Triple-negative breast cancer

About triple-negative breast cancer

Breast cancer is the most common cancer diagnosis in women worldwide (Source: World Cancer Research Fund) and is the cancer that causes the largest number of deaths. Triple-negative breast cancer is an aggressive form of the disease, characterized by the absence of estrogen and progesterone receptors and not involving overexpression of human epidermal growth factor 2 (HER2).

Because of a lack of specific receptors, triple-negative breast cancer is usually treated with surgery, radiotherapy and chemotherapy. In early 2018, a first PARP inhibitor was approved by the FDA; it will be available for treatment of the approximately 10 percent of patients suffering from triple negative breast cancer that test positive for BRCA mutation. In addition, several immuno-oncology drugs are under development with Atezolizumab, which recently was approved as first-line treatment in combination with Abraxane.
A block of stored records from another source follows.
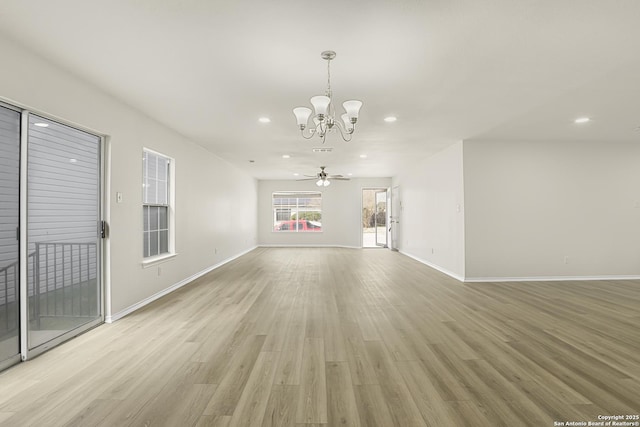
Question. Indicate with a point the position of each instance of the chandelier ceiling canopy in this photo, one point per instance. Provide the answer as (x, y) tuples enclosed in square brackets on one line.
[(324, 119)]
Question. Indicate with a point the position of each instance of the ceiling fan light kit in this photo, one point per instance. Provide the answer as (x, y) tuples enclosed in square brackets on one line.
[(324, 119), (322, 178)]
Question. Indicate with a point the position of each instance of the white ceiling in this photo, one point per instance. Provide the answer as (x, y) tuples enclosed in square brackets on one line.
[(450, 70)]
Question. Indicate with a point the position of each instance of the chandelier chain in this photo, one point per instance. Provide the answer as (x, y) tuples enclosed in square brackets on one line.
[(329, 78)]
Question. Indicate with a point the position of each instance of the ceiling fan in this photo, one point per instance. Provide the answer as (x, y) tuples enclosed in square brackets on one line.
[(322, 178)]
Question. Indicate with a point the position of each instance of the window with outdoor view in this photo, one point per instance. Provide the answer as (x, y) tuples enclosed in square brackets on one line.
[(297, 212), (156, 204)]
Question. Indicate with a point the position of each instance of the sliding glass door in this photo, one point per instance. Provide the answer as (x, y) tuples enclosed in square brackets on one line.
[(63, 216), (9, 239)]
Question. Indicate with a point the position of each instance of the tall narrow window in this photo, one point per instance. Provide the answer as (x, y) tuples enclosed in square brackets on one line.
[(156, 198)]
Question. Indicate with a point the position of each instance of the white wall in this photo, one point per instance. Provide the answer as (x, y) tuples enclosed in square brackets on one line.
[(432, 216), (531, 204), (341, 212), (209, 216)]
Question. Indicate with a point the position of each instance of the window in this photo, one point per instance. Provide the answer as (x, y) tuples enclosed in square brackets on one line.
[(297, 211), (156, 204)]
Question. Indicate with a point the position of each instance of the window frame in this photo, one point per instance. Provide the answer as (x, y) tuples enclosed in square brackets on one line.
[(291, 195), (150, 260)]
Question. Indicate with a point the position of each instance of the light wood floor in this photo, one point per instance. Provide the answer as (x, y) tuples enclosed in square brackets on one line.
[(292, 337)]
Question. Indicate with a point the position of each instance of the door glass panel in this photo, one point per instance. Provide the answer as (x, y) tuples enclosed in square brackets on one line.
[(63, 216), (9, 243), (381, 218)]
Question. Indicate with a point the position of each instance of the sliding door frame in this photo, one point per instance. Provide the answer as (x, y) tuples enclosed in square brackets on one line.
[(16, 358), (25, 352)]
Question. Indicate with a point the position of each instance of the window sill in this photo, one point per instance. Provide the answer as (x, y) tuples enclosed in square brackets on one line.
[(150, 262)]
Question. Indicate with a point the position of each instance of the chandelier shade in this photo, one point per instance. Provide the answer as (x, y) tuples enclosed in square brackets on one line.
[(323, 116), (302, 115)]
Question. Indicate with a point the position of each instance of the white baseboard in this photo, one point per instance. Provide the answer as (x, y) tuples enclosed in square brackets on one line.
[(308, 246), (434, 266), (547, 278), (134, 307)]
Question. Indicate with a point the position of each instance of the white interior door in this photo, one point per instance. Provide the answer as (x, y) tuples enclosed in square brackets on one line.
[(394, 218)]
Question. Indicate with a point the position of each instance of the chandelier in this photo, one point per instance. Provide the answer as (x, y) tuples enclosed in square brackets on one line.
[(324, 119)]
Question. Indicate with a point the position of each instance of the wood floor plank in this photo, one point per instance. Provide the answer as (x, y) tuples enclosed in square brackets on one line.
[(332, 336), (312, 401), (251, 408), (342, 408), (226, 397), (281, 408)]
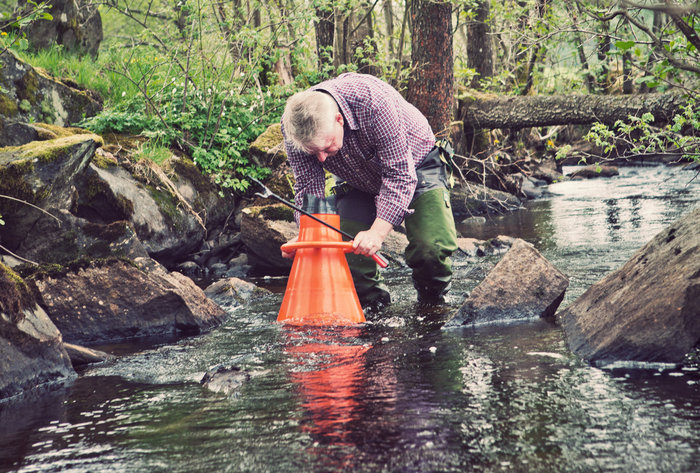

Judging by how TNBC responds to other targeted therapies and the success rate of immuno-oncology agents in other cancer indications, it is clear that the need for innovation will remain strong in this area as well. Thus, Coegin Pharma may either position itself for TNBC patients on its own, or, alternatively, as a component of combination therapies including other substances, such as PI-3K inhibitors, to meet the high demand for innovation.

Market overview

The sale of breast cancer therapies will increase from USD 9.8 billion in 2013 to USD 18.2 billion in 2023 (Source: IMS Health). Datamonitor Healthcare estimates that there were 2.1 million breast cancer cases worldwide in 2018, and that the five-year prevalence was 8.6 million. By 2027, incident and prevalent cases of breast cancer are expected to increase to 2.3 million and 9.3 million respectively.